Capital Structure Arbitrage: Capital structure
arbitrage involves taking offsetting positions in different financial
instruments of a company’s capital structure, especially debt products,
equity products, and derivatives on debt and equity products. The
basic idea is that there are theoretical relationships and correlations
between these products that, when broken due to various technical
factors, create trading opportunities.
Equity Relative Value Arbitrage: Within this broad
category of strategies, Ellington currently manages equity volatility
strategies and equity pairs strategies. The volatility strategies
seek to exploit inefficiencies and mispricings between and among
the implied and realized volatilities of underlying stocks, baskets
of stocks, and stock indices in a variety of worldwide equity markets.
In the equity pairs strategies, opposing long and short positions
are established in two or more stocks for which a fundamental relationship
should exist. These strategies typically make heavy use of stocks,
stock options, stock index futures, convertible bonds, credit default
swaps, and other derivatives.
Convertible Bond Arbitrage: Convertible bond arbitrage
attempts to identify convertible bonds whose embedded equity options
are underpriced, and to monetize the underpricing by hedging either
the credit risk associated with these corporate bonds, the potential
movements in the underlying equity prices, or both. The universe
of hedging instruments includes the underlying stocks, asset swaps,
credit default swaps, corporate bonds, and stock index futures and
options. Convertible bond arbitrage is technically a form of capital
structure arbitrage as well as a form of equity relative value arbitrage.
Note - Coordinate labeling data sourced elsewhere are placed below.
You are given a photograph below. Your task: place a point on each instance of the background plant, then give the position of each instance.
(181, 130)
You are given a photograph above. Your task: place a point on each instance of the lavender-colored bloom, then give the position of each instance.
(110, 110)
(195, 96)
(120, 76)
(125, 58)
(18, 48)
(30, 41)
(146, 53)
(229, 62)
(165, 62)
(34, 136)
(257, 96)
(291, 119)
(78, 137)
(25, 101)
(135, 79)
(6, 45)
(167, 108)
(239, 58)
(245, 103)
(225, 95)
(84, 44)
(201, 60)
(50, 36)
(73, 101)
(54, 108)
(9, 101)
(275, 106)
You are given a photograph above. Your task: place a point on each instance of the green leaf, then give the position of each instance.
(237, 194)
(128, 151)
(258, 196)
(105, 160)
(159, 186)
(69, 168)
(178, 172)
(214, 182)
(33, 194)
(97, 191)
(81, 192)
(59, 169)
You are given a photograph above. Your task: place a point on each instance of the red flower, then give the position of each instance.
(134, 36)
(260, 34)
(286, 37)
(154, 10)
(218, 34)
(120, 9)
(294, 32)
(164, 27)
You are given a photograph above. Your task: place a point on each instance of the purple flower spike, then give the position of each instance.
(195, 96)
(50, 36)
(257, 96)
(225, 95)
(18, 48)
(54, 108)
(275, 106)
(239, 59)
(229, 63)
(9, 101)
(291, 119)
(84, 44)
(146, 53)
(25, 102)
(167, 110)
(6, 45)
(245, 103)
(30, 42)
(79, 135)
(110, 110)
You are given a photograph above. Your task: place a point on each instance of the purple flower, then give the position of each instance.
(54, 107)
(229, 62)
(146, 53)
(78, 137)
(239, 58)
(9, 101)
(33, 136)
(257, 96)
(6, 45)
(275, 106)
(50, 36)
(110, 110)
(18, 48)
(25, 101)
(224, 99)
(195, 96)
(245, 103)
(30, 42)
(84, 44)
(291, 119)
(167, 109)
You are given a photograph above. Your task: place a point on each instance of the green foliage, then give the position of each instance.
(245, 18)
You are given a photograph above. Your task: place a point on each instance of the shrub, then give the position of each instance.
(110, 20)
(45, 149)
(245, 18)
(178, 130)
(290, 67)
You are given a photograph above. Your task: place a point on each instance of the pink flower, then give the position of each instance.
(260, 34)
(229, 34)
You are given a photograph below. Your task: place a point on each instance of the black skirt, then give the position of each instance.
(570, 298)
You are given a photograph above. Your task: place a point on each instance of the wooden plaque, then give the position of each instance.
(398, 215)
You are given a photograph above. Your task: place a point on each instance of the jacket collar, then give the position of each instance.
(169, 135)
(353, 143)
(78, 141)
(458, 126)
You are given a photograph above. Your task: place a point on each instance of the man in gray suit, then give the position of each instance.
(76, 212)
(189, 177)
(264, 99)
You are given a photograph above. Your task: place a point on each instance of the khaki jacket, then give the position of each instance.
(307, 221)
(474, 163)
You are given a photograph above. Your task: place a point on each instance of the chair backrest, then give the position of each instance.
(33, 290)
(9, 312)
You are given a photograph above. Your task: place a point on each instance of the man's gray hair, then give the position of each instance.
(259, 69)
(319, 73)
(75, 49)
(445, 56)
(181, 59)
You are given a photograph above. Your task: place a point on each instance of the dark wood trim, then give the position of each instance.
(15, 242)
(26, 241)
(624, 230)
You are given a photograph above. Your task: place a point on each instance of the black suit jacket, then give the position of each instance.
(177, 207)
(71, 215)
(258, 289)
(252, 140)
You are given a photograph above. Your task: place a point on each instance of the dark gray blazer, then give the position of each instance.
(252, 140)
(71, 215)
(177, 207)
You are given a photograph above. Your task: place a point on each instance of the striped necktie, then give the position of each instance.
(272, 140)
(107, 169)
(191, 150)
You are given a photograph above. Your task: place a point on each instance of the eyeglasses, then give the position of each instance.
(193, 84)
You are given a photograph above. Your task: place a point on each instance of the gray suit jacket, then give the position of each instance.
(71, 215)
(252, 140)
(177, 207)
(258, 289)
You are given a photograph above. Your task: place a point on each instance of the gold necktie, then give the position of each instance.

Statistical Arbitrage: This strategy seeks to discover and exploit
statistical inefficiencies, mispricings, and anomalies in liquid
instruments in a variety of markets worldwide. It often relies on
diversification through the number of trades or positions, the timing
and sizing of particular trades, or other methods, to provide statistically
profitable results over time. The universe of trading instruments
includes stocks, stock indices, commodities, currencies, and bonds,
as well as options, futures, and other derivatives on the foregoing.